EHR use doesn’t appear to improve quality, outcomes in stroke

Despite all their promise, EHRs failed to deliver in a study that compared the quality of care and outcomes for ischemic stroke at hospitals that had and had not adopted the technology. The results were published in the May 12 issue of the Journal of the American College of Cardiology.

The Health Information Technology for Economic and Clinical Health Act was designed to nudge hospitals into the electronic era, initially with financial incentives for adopters and later with penalties for laggards. Karen E. Joynt, MD, MPH, of Brigham and Women’s Hospital in Boston, and colleagues reasoned that stroke provided a prime opportunity for assessing EHRs’ effect on quality and outcomes, given updated guidelines and an increasing focus on performance metrics.

They used two resources for their study: stroke hospitalization data from 2007 to 2010 in the Get With the Guidelines-Stroke registry and EHR adoption and use data from the American Hospital Association’s Health Information Technology Survey. They looked at both clinical and quality outcomes.

The study included 626,473 patients with acute ischemic stroke at 1,236 hospitals in the U.S. EHR adoption increased over time, from 8.7 percent of hospitals meeting basic EHR criteria in 2007 to 38.4 percent in 2010.

They found no difference in outcomes for patients treated at hospitals with or without EHRs in unadjusted analyses. After adjusting for hospital and patient characteristics, they reported no association between EHR status and better quality of care or most clinical outcomes, with one exception:  The odds of a length of stay shorter than four days was slightly better for patients in hospitals with EHRs.

“Although EHRs may be necessary for an increasingly high-tech, transparent healthcare system, they do not appear to be sufficient, at least as currently implemented, to improve overall quality of care or outcomes for this important disease state.” Joynt et al wrote.
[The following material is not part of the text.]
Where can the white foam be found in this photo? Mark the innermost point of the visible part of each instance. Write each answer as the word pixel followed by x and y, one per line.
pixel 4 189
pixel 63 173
It is possible the way EHRs are designed or implemented has burdened clinicians or impeded EHRs’ potential to improve care and outcomes, they suggested. Increasing adherence to guidelines by hospitals may be affecting quality and outcomes, independent of EHR use, as well.

They also pointed out that EHRs may facilitate care in other ways such as by improving communication with primary care physicians and other care givers after the patient is discharged or by helping hospitals track patients through the healthcare system.